Currently only updates the load_clonotypes util function. Thus, adds grab of additional columns but does not change what is done with the data afterwards (a.k.a. all just gets shoved into the "processed" Seurat object metadata)

Exact desired behavior is still TBD, but there are currently a few notable differences compared to previous/current behavior:

the previous "cdr3s_aa" column, from clonotypes.csv, is named "cdr3" in the all_contig_annotations.csv and is not currently updated to match the previous name
the data elements of the previous "cdr3s_aa" column also got prefixed as "TRA:" / "TRB:" / but I don't recapitulate that here currently as the info can be inferred from any of the newly grabbed "v/d/j/c_gene" columns.
(also the "clonotype_id" column is nolonger output as does not seem useful!)

ToDo:

[ ] Finalize desired behaviors
[ ] Update around those
[ ] Remove 'clonotype_path' input and determination / channeling of that file from pipeline code

erflynn commented 5 months ago

this is great! one thought -- this adds a lot of columns to the metadata? I dont know how we feel abt this, I wonder if we want to put some of this is in misc() or something?

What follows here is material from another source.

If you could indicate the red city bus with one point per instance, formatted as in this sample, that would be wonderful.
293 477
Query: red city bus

Do we want to include the d.gene? It's empty for most but not all of the data (for the library I was looking at -- 75% BCR had no d gene, 82% of TCR had no d gene), and where it is present it's frequently partial. Also @AlaaALatif mentioned he did not use it. For the FWR -- I think this could be a flag? e.g. could include or could skip... Not sure, or we could just lean toward including everything and folks could remove later.

Now the CDR3aa no longer contains the prefix for the IG or TR -- I think other folks probably have more insight, but I had used that for looking for complete sequences. I know we can grab from V, J, or C -- so maybe not needed, but worth checking with @ravipatel4 or others if we should still keep that in.

dtm2451 commented 5 months ago

Thanks @erflynn!

I definitely agree regarding this creating a lot of meta.data bloat, I was thinking about whether we might want to load just some columns into the Seurat object, and have the full set (or fewer) grabbed here go into a metadata file.

For d_gene, yea, I just figured it might be useful sometimes and was erring towards collecting all the things we might try to use. Can def leave out?

FWR flag - could do. Just again thought it doesn't hurt to collect, aside from the meta.data bloat that we may deal with another way. I don't think it hurts to collect all the time, but could see wanting to keep the output slimmer for immediate user understand-ability purposes?

And the loss of "TRA:"/"TRB:" bits - I left this out because I thought I'd want to add it to most of the columns, which felt silly, & because of not feeling ready to commit code on it without testing for BCR data. And TCR gamma delta? But it's probably not too hard and maybe just a substr(<c_gene>, 1,3) could suffice!

Definitely interested in notes from @ravipatel4 and @AlaaALatif! Happy to alter however we decide!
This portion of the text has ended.